Fri Apr 27 06:50:22 PDT 2018

hfinkel added inline comments.

================
Comment at: lib/Target/NVPTX/NVPTXTargetTransformInfo.h:53
+  // NVPTX has infinite registers of all kinds.
+  unsigned getNumberOfRegisters(bool Vector) const { return 1; }
+
----------------
bkramer wrote:
> hfinkel wrote:
> > jlebar wrote:
> > > bkramer wrote:
> > > > jlebar wrote:
> > > > > bkramer wrote:
> > > > > > jlebar wrote:
> > > > > > > Does 1 have specific meaning?  I don't see this in any of the comments, and that would be a pretty weird API...  (Like, did you mean -1?)
> > > > > > 1 is the default of the generic implementation, I just copied that and removed the check for vector. I'm not even sure if anyone ever checks the value or just compares it against zero.
> > > > > I see a few places using the actual value returned: LoopStrengthReduce, LoopVectorize...
> > > > Right, LoopStrengthReduce calls it with (false), which was returning '1' before and after :)
> > > > 
> > > > I'm not sure about LoopVectorize, but conservatively limiting its vectorization factor is probably a good thing.
> > > OK, I think I see what you're after: You want to make the minimal/safest change that gets vectorization on your testcases?
> > > 
> > > That sounds good to me, but can we make the comment on "return 1" express this motivation?
> > LoopVectorize is using this number to control the amount of interleaving/unrolling it does. The idea being that inverleaving is beneficial until you create too much register pressure (i.e., until you start spilling).
> > 
> > I don't think that setting this to 1 is a good idea. Perfectly reasonable changes to the loop vectorizer in the future could cause this to completely disable vectorizer. You should set this, I suspect, to the maximum number of registers you can have per thread at full occupancy.
> > 
> This is intentional. I want to keep LoopVectorizer as conservative as possible for now. I have benchmarks where SLP makes a clear improvement, for LV it's much less clear and it has the potential of causing huge regressions, especially since NVPTX TTI is not yet tuned for it.
> 
> Happy to reword the comment more in case that's still unclear and put in a note to revisit making the LV more aggressive. WDYT?
Please give the TTI functions meaningful values. It's perfectly plausible that this can be used for something else in the future, and you're just asking for trouble when we do need to change this later because the delta is bound to be large.

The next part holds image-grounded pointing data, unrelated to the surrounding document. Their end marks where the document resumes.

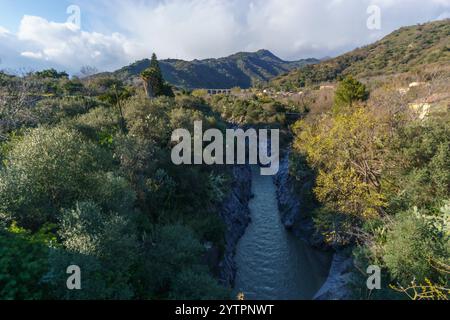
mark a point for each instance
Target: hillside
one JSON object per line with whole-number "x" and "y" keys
{"x": 238, "y": 70}
{"x": 403, "y": 50}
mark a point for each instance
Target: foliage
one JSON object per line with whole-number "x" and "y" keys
{"x": 23, "y": 262}
{"x": 349, "y": 92}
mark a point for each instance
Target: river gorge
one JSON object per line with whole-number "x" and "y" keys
{"x": 271, "y": 262}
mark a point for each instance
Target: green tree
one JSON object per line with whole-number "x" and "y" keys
{"x": 348, "y": 92}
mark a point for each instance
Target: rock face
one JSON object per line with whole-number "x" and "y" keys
{"x": 236, "y": 215}
{"x": 296, "y": 219}
{"x": 290, "y": 207}
{"x": 335, "y": 287}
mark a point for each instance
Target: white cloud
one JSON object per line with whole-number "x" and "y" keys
{"x": 190, "y": 29}
{"x": 66, "y": 45}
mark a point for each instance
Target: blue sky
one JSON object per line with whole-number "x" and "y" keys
{"x": 35, "y": 34}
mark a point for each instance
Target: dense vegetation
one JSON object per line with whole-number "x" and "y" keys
{"x": 407, "y": 49}
{"x": 381, "y": 188}
{"x": 86, "y": 179}
{"x": 239, "y": 70}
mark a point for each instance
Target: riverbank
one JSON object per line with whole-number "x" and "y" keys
{"x": 236, "y": 216}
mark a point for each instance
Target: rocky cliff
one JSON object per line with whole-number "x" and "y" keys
{"x": 297, "y": 220}
{"x": 236, "y": 215}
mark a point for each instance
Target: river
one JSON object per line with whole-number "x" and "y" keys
{"x": 272, "y": 264}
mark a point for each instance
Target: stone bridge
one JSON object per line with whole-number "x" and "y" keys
{"x": 218, "y": 91}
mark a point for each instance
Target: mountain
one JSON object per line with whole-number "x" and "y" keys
{"x": 242, "y": 69}
{"x": 407, "y": 49}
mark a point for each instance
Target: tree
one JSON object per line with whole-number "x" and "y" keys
{"x": 50, "y": 169}
{"x": 154, "y": 84}
{"x": 348, "y": 92}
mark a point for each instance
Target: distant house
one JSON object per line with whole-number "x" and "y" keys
{"x": 416, "y": 84}
{"x": 403, "y": 91}
{"x": 421, "y": 109}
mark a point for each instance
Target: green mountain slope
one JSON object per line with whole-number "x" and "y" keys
{"x": 404, "y": 50}
{"x": 239, "y": 70}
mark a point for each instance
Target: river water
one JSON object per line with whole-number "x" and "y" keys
{"x": 272, "y": 264}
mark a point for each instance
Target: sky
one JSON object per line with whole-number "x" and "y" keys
{"x": 109, "y": 34}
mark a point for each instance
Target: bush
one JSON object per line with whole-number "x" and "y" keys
{"x": 103, "y": 245}
{"x": 23, "y": 263}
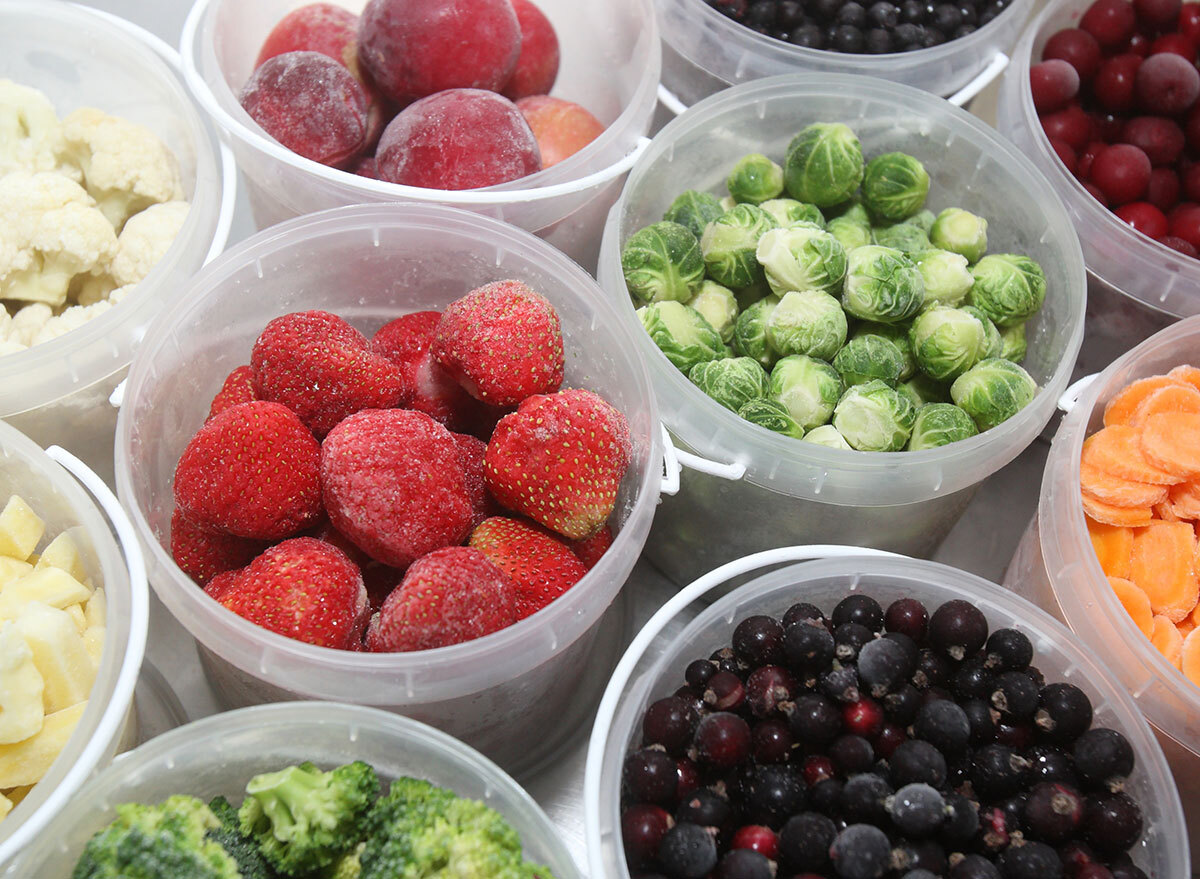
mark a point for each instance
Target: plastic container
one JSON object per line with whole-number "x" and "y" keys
{"x": 370, "y": 264}
{"x": 221, "y": 753}
{"x": 1135, "y": 286}
{"x": 1056, "y": 567}
{"x": 654, "y": 665}
{"x": 47, "y": 480}
{"x": 611, "y": 63}
{"x": 58, "y": 392}
{"x": 791, "y": 491}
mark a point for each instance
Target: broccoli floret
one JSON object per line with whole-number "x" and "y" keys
{"x": 304, "y": 819}
{"x": 421, "y": 831}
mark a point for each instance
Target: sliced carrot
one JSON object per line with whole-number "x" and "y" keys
{"x": 1117, "y": 450}
{"x": 1135, "y": 602}
{"x": 1120, "y": 408}
{"x": 1163, "y": 567}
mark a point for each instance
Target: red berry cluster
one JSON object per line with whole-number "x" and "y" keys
{"x": 1117, "y": 96}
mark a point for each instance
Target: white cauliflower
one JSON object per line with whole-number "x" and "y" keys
{"x": 125, "y": 166}
{"x": 145, "y": 239}
{"x": 49, "y": 232}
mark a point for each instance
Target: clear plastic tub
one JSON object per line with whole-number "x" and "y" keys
{"x": 787, "y": 491}
{"x": 1056, "y": 567}
{"x": 47, "y": 480}
{"x": 611, "y": 63}
{"x": 1135, "y": 286}
{"x": 654, "y": 665}
{"x": 220, "y": 754}
{"x": 58, "y": 392}
{"x": 370, "y": 264}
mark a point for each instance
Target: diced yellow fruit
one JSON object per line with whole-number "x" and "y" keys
{"x": 21, "y": 528}
{"x": 25, "y": 763}
{"x": 21, "y": 688}
{"x": 59, "y": 653}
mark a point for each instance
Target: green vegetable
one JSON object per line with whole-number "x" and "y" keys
{"x": 807, "y": 322}
{"x": 993, "y": 392}
{"x": 729, "y": 245}
{"x": 732, "y": 382}
{"x": 960, "y": 232}
{"x": 874, "y": 417}
{"x": 947, "y": 341}
{"x": 663, "y": 262}
{"x": 773, "y": 416}
{"x": 682, "y": 334}
{"x": 823, "y": 165}
{"x": 802, "y": 257}
{"x": 1008, "y": 287}
{"x": 694, "y": 210}
{"x": 882, "y": 285}
{"x": 808, "y": 388}
{"x": 940, "y": 424}
{"x": 755, "y": 179}
{"x": 894, "y": 186}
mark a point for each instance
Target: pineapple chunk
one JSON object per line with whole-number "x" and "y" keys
{"x": 21, "y": 689}
{"x": 59, "y": 653}
{"x": 27, "y": 761}
{"x": 21, "y": 528}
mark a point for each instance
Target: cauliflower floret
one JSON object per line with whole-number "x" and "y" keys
{"x": 49, "y": 232}
{"x": 125, "y": 166}
{"x": 145, "y": 239}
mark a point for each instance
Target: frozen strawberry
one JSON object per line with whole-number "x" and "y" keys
{"x": 304, "y": 589}
{"x": 502, "y": 342}
{"x": 203, "y": 554}
{"x": 322, "y": 369}
{"x": 253, "y": 471}
{"x": 541, "y": 567}
{"x": 450, "y": 596}
{"x": 393, "y": 484}
{"x": 239, "y": 387}
{"x": 559, "y": 460}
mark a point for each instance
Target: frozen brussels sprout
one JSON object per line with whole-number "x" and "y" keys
{"x": 755, "y": 179}
{"x": 874, "y": 417}
{"x": 993, "y": 392}
{"x": 663, "y": 262}
{"x": 882, "y": 285}
{"x": 868, "y": 358}
{"x": 802, "y": 257}
{"x": 894, "y": 186}
{"x": 694, "y": 210}
{"x": 750, "y": 332}
{"x": 732, "y": 382}
{"x": 789, "y": 211}
{"x": 808, "y": 388}
{"x": 823, "y": 165}
{"x": 717, "y": 305}
{"x": 960, "y": 232}
{"x": 947, "y": 276}
{"x": 772, "y": 416}
{"x": 940, "y": 424}
{"x": 1008, "y": 287}
{"x": 682, "y": 334}
{"x": 729, "y": 245}
{"x": 807, "y": 322}
{"x": 947, "y": 341}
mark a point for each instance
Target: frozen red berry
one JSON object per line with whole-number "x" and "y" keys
{"x": 449, "y": 596}
{"x": 393, "y": 484}
{"x": 559, "y": 460}
{"x": 322, "y": 369}
{"x": 457, "y": 139}
{"x": 503, "y": 342}
{"x": 252, "y": 471}
{"x": 304, "y": 589}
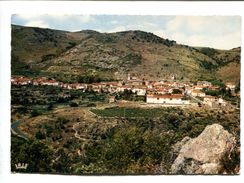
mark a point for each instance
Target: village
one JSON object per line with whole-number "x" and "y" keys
{"x": 156, "y": 93}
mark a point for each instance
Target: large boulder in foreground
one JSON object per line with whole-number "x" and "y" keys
{"x": 202, "y": 154}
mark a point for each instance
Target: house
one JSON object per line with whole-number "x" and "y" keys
{"x": 111, "y": 99}
{"x": 230, "y": 86}
{"x": 123, "y": 88}
{"x": 197, "y": 93}
{"x": 210, "y": 101}
{"x": 204, "y": 83}
{"x": 213, "y": 88}
{"x": 198, "y": 87}
{"x": 140, "y": 90}
{"x": 175, "y": 99}
{"x": 222, "y": 102}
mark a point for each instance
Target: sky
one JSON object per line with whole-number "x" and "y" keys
{"x": 221, "y": 32}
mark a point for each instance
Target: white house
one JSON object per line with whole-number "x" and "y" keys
{"x": 175, "y": 99}
{"x": 140, "y": 90}
{"x": 230, "y": 86}
{"x": 209, "y": 100}
{"x": 197, "y": 93}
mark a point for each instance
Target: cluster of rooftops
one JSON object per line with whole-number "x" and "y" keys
{"x": 155, "y": 91}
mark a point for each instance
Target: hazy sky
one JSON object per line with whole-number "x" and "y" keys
{"x": 223, "y": 32}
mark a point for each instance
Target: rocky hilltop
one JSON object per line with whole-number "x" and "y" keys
{"x": 111, "y": 56}
{"x": 203, "y": 154}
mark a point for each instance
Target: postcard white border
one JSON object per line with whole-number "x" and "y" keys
{"x": 95, "y": 7}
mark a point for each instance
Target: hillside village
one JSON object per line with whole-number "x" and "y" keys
{"x": 164, "y": 93}
{"x": 123, "y": 103}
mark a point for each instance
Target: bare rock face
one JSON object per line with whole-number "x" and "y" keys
{"x": 202, "y": 154}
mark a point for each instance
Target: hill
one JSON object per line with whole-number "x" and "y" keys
{"x": 111, "y": 56}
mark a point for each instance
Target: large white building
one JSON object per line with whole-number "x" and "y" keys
{"x": 175, "y": 99}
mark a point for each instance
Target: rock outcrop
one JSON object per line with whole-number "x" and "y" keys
{"x": 202, "y": 154}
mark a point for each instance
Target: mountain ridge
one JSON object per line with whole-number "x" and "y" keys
{"x": 63, "y": 54}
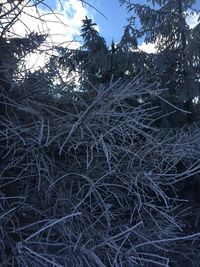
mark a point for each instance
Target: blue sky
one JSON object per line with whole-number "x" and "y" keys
{"x": 112, "y": 27}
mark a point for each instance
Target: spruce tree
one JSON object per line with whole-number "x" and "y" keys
{"x": 176, "y": 64}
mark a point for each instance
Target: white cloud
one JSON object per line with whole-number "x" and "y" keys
{"x": 192, "y": 20}
{"x": 62, "y": 26}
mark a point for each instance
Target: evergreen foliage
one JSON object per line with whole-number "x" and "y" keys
{"x": 87, "y": 177}
{"x": 176, "y": 64}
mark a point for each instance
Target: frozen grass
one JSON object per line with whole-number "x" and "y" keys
{"x": 93, "y": 183}
{"x": 87, "y": 179}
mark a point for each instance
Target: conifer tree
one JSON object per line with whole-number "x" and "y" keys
{"x": 176, "y": 64}
{"x": 98, "y": 63}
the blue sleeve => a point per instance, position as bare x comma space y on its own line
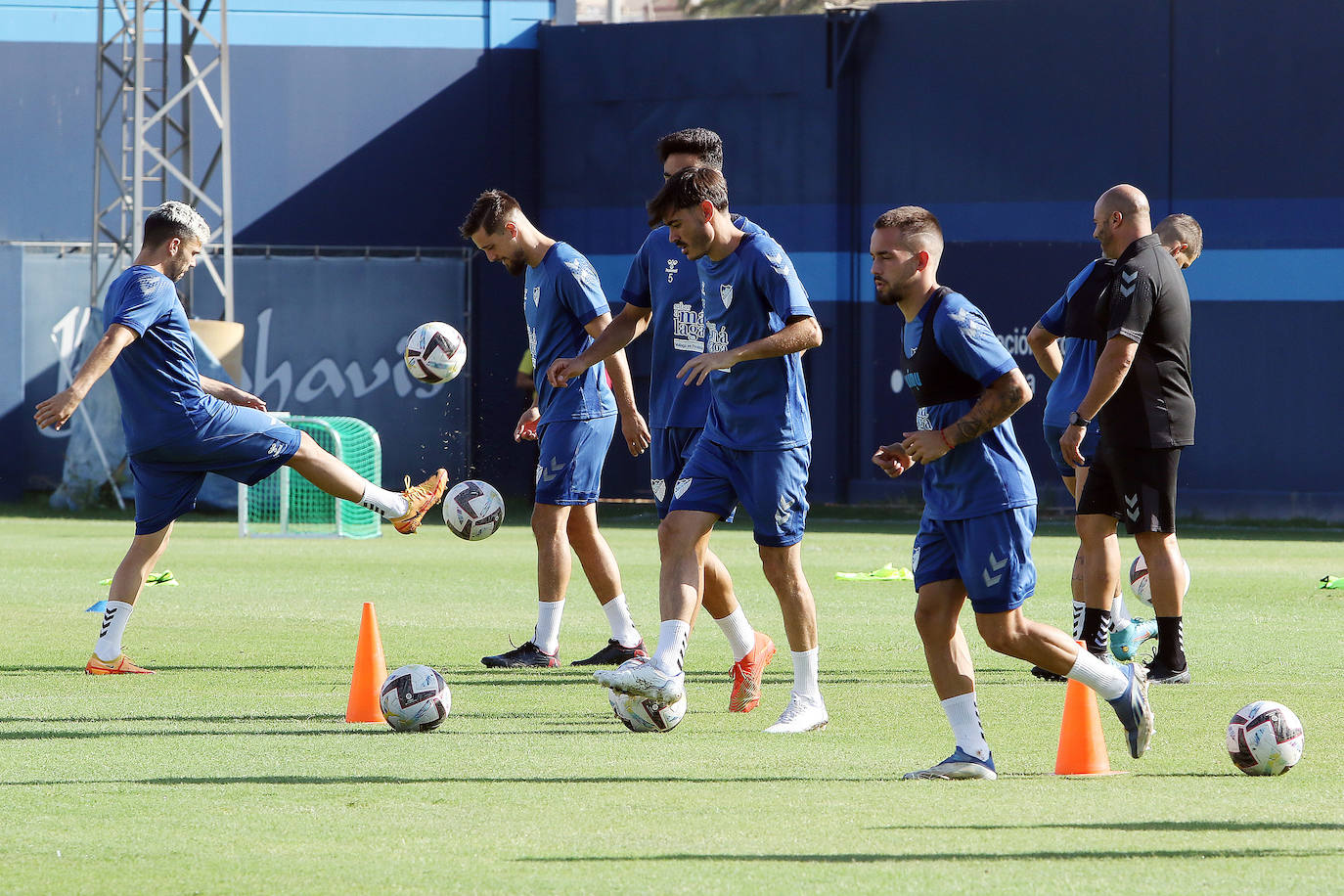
581, 291
636, 291
143, 304
780, 284
965, 336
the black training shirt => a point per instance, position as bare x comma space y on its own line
1146, 302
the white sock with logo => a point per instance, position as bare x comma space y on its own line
390, 504
739, 632
622, 626
113, 623
547, 634
671, 654
963, 716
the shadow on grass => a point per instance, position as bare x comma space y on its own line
851, 859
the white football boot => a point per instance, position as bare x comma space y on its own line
802, 713
643, 679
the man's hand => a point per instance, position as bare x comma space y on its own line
699, 367
58, 409
562, 371
1070, 442
636, 432
926, 446
525, 427
893, 460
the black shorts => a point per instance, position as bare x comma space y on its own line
1135, 485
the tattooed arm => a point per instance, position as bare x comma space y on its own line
996, 405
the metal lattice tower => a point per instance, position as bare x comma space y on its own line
147, 141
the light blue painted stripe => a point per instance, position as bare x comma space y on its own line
448, 24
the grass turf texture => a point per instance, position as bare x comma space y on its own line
233, 771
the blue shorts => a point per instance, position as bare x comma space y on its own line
772, 485
669, 449
568, 470
1088, 449
989, 554
243, 443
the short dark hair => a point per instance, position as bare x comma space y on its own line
1182, 229
175, 219
700, 143
489, 211
913, 222
689, 188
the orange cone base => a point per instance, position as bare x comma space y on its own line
370, 672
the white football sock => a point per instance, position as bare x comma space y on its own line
1118, 614
113, 623
1098, 675
547, 634
963, 718
671, 654
805, 673
618, 617
739, 632
390, 504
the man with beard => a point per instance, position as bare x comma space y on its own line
980, 503
180, 425
564, 310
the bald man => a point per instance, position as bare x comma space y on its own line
1142, 392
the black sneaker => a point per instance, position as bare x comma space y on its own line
528, 654
1159, 673
613, 654
1046, 675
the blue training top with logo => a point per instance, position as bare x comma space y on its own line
988, 473
157, 377
560, 297
1080, 357
759, 405
663, 281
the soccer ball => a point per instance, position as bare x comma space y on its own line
473, 510
1139, 580
434, 352
1265, 739
416, 698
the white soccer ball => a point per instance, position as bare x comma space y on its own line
1265, 738
1139, 580
435, 352
416, 698
473, 510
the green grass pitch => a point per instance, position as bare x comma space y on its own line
233, 771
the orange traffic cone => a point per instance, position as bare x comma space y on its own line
1082, 748
370, 672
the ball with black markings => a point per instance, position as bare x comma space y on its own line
416, 698
473, 510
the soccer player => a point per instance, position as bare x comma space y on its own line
180, 425
757, 441
1142, 389
564, 309
980, 503
1070, 370
663, 294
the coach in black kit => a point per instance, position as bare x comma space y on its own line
1142, 388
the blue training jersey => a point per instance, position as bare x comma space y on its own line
750, 294
560, 297
989, 473
157, 377
1080, 357
663, 281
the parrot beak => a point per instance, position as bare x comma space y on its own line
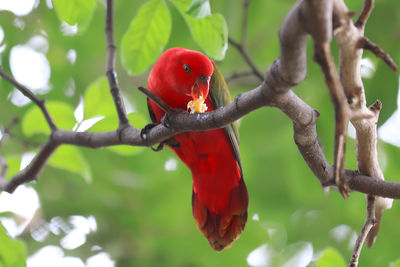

That having been said, we certainly do want the LV to be conservative in terms of increasing register pressure. Luckily, we have a separate TTI function for that:

    unsigned getMaxInterleaveFactor(unsigned VF) const;

make this function return 1 for all values of VF.  I believe this is the default, but in this case, I recommend explicitly overriding it with a comment about explicitly wanting to be conservative about reducing register pressure. In terms of the LV, this should have the same current effect.

As I recall, the register file size on a Volta, for example, is 256kB/SM and you can have 2048 threads/SM, so that leaves 32 32-bit registers per thread at full occupancy. Thus, I'd recommend setting this number to 32.

Repository:
  rL LLVM

https://reviews.llvm.org/D46130